The letter President Dodds wrote to my mother in 1939 about my enrolling as a student mentioned his own encouragement for the students to take advantage of the religious dimensions of the Princeton experience. I sang in the Chapel Choir during my Princeton years. Unless my aging memory fails me, I believe there was then a University requirement for students to attend a certain number of the Sunday services.
JOHN HOWARD ’43
Your article on “Unsung heroes” (Notebook, March 21) reminded me of the unsung heroes of the John Witherspoon community of 1945. With no request or solicitation, they opened their doors and hearts to four Navy V-12 students in an outpouring of friendship and hospitality that can only be imagined.
Mrs. Fannie Floyd (Miss Reeves at the time) was one of the popular young ladies who introduced us into the social fabric of the community. It was amazing how a community with no aspirations of becoming a part of the University student or faculty body had such a fierce love and loyalty to the University.
Local students Joseph Ralph Moss ’51 and Robert Rivers ’53 later made the transition. Simeon Moss *49 received an advanced degree.
The community provided guidance regarding the University dress style to assist us in transitioning to civilian status. It also provided valuable intelligence as to our reputations in the eyes of the student body.
I salute the work of Carl Fields in institutionalizing what the community had provided spontaneously years before.
JAMES E. WARD ’48
Editor’s note: Through the Navy V-12 program, James E. Ward became one of the first four African-American students to attend Princeton, along with John Leroy Howard ’47, Arthur Jewell Wilson Jr. ’48, and Melvin Murchison Jr.
Franklin Delano Roosevelt’s mother, Sara, moved to Boston to be near him during his undergraduate years at Harvard. A May 9 story on Jean Edward Smith ’54’s new book, FDR, incorrectly stated that the move took place during his law school years. Roosevelt attended Columbia Law School.

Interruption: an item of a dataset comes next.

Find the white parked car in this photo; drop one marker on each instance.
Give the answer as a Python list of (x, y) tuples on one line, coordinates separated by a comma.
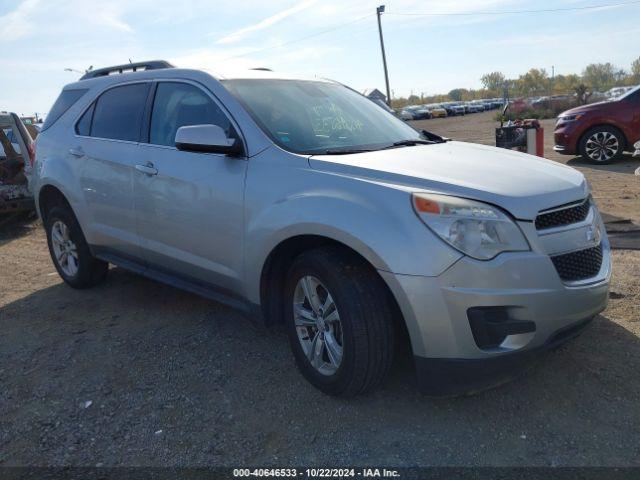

The April 4 profile of Archibald G. Fletcher ’38 contained a number of errors. His first wife’s father was a minister, not a missionary doctor. When Fletcher began his mission at the 350-bed Wanless Hospital in Miraj, India, there were five foreign missionary doctors, about 10 Indian doctors, plus other junior Indian doctors-in-training. The story incorrectly reported the number of doctors. After leaving Wanless Hospital in the 1980s, Fletcher and his wife were called back to Asia two times. Last fall Fletcher visited Wanless Hospital to bring a gift from his family to add to the funds provided by the U.S. Agency for International Development to finance a new wing at the hospital.
The story also incorrectly stated Fletcher’s role in what is believed to have been the first successful operation using cardiopulmonary bypass in India. Fletcher assisted R.K. Padhi, an Indian surgeon.